Me impelen a mirar al suelo para que mis narices no se aplasten contra el empedrado… Yo era de los que entendía que otear el frente era más conveniente que agachar la cabeza –los ojos– a manera y modo de los que fueron obligados a luchar en las Horcas Caudinas –desfiladeros del sur de Italia donde los sammitas vencieron a las legiones romanas en el año 321 a.C.
Pues bien, a pesar del aviso, no sé si, con la testa levantada, sigo, erre que erre, cegado, confundido o engañado; mejor, alucinado, pues prefiero entender –a riesgo de ser tachado de ingenuo–, como define medlineplus.gov, que, achaparrados, tan sólo estamos percibiendo “cosas como visiones, sonidos u olores que parecen reales, pero no lo son. Estas cosas son creadas por la mente” (de lo contrario, si lo que estamos viviendo es real, quizá mi fe y mi aguante van a llegar a su límite).
Estas cosas –cuestiones– me resultan tan inadecuadas como las “risas de guion” de algún espacio radiofónico: innecesarias y que no aportan nada a la bondad del mismo. Todo lo contrario: impiden la escucha “sosegada” e impide su valoración.
Acepto que estemos –como casi siempre en los últimos años– pasando unos tiempos complicados y en los que las opiniones, sobre cualquier episodio, sean dispares y contrarias. Pero no quiero creer en la desaparición del consenso y la sociabilidad.

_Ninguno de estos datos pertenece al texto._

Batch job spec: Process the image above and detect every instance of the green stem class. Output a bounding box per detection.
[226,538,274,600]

Sobre todo si conseguimos reciclar el tono y las formas de convivencia –sean del tipo que sean–: jurídicas, políticas, ciudadanas…
¿Habrá llegado el momento de confesar nuestra falta de solidaridad? Yo soy de los que afirmo que vamos tarde en esta materia propia de los derechos humanos.
No quiero pensar que haya que clamar al cielo –el de cada uno– para que todo lo dicho tenga la solución adecuada de reconciliación, sosiego y avenencia.